Bedbugs were found at town offices on North Franklin Street in...

Bedbugs were found at town offices on North Franklin Street in Hempstead. Credit: Town of Hempstead

Hempstead Tax Receiver Don Clavin on Thursday called on the town to close and fumigate a town office building that is infested with bedbugs.

Employees first spotted the bloodsucking pests Wednesday and since then workers have found dozens of them crawling on furniture and scaling the walls of the building at 200 N. Franklin St. in Hempstead Village, where more than 200 town employees work and where some 55,000 members of the public pass through annually, Clavin said.

“Do what's right,” he said at a news conference on Thursday, flanked by the town’s CSEA union president, Theresa Kohutka. “Shut the building down, get it rectified, get it clean, and let these hardworking men and women come to this building in a clean, safe environment.”

Clavin, a Republican, is challenging Democratic Supervisor Laura Gillen for her seat this fall.

Mike Fricchione, a spokesman for Gillen, said in a statement Thursday that exterminators treated the affected area of the building Wednesday night and would do so again Thursday night.

Andrew Mastromarino, deputy commissioner of the general services department, which oversees the building’s operations, contradicted Fricchione’s account, saying: “There was no spraying Wednesday night,” and the first treatment would be done Thursday.

Fricchione accused Clavin of politicizing the infestation.

“This is not the first time departments, including the Tax Receiver's Office, have been notified of an isolated report of bedbugs in an office space, so it’s curious why the Tax Receiver would this time request that the entire building be shut down,” Fricchione said. “This administration does not believe in scaring the public and will continue following all appropriate protocols and procedures relating to bedbugs.”

Bedbugs are brown, apple-seed sized critters that feed on sleeping humans and other animals, according to the U.S. Environmental Protection Agency.
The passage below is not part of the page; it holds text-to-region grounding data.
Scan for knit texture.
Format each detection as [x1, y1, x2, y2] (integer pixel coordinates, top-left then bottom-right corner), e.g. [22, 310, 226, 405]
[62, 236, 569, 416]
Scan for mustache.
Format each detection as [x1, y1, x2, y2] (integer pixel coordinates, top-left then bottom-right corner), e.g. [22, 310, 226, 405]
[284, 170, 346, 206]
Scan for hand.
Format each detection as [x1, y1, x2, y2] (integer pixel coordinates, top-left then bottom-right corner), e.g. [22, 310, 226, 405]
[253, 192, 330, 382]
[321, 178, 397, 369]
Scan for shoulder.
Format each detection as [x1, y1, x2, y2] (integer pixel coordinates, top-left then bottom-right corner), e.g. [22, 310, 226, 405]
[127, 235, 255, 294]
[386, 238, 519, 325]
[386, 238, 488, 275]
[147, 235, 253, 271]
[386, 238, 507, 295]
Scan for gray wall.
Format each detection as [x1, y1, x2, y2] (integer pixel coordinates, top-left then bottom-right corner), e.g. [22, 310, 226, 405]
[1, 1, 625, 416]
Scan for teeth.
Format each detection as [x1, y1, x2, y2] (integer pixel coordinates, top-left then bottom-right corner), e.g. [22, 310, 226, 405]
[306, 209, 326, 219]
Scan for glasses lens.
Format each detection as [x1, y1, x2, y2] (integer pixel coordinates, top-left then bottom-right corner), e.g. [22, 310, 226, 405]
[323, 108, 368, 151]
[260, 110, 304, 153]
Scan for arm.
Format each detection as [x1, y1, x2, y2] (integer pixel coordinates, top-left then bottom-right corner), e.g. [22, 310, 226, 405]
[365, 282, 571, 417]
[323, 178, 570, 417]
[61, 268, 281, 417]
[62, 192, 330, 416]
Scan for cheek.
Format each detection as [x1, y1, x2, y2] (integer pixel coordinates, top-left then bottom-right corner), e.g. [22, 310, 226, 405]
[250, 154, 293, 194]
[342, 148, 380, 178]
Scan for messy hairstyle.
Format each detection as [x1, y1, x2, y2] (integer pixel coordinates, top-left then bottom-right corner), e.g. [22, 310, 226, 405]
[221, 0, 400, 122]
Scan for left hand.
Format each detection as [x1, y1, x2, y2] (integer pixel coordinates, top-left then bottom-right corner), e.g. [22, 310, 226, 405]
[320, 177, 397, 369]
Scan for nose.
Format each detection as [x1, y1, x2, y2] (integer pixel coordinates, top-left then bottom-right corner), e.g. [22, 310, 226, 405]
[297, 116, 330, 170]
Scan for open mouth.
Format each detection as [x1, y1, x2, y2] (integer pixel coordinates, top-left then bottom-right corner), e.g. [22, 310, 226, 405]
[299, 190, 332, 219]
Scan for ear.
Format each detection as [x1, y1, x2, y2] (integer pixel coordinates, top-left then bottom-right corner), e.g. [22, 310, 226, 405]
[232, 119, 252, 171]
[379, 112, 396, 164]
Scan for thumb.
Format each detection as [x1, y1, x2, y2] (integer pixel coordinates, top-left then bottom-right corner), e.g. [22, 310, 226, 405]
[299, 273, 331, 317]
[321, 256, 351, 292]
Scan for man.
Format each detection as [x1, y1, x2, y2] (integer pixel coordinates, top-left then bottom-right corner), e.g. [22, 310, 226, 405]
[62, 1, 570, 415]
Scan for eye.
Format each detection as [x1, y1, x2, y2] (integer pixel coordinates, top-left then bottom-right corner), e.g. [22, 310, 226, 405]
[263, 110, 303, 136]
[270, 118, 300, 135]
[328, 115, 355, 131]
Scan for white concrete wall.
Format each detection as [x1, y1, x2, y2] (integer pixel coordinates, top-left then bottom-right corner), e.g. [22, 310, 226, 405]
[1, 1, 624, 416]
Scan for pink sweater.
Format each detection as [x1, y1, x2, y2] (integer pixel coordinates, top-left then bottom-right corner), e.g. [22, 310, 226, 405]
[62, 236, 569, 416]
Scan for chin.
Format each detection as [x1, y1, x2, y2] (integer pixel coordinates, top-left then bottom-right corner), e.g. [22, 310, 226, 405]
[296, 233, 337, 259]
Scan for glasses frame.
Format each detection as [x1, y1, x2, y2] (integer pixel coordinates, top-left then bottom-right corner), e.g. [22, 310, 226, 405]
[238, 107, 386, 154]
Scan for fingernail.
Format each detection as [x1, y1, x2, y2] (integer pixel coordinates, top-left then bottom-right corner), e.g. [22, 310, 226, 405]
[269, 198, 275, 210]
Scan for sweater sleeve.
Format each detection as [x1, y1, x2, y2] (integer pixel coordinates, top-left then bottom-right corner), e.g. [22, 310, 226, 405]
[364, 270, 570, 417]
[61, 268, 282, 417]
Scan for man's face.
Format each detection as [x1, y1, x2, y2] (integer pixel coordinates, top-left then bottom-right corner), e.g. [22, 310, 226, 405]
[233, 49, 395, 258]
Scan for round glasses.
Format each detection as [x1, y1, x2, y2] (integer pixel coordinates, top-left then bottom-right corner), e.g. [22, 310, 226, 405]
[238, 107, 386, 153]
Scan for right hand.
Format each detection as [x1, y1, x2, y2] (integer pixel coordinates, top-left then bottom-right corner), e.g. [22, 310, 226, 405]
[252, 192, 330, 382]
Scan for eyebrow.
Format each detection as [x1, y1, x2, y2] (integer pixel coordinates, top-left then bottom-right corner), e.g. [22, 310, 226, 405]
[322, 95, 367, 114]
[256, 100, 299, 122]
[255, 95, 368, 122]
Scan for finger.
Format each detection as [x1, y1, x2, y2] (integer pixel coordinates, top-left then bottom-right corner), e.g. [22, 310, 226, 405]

They are hard to eradicate — capable of surviving in low temperatures and without food for long periods. A female bedbug can lay multiple eggs per day, according to the federal agency.

Clavin and Kohutka criticized the town administration for not clearly communicating with employees about the problem or what it is doing to solve it.

“That's all we ask: just a little bit of communication and a little bit of action,” Kohutka said. “There's absolutely none going on at the moment.”
Fricchione said town officials had discussed the situation and treatment plan with union leaders and department heads.

The infested building houses town departments including parks, public safety, economic development and the tax receiver's office.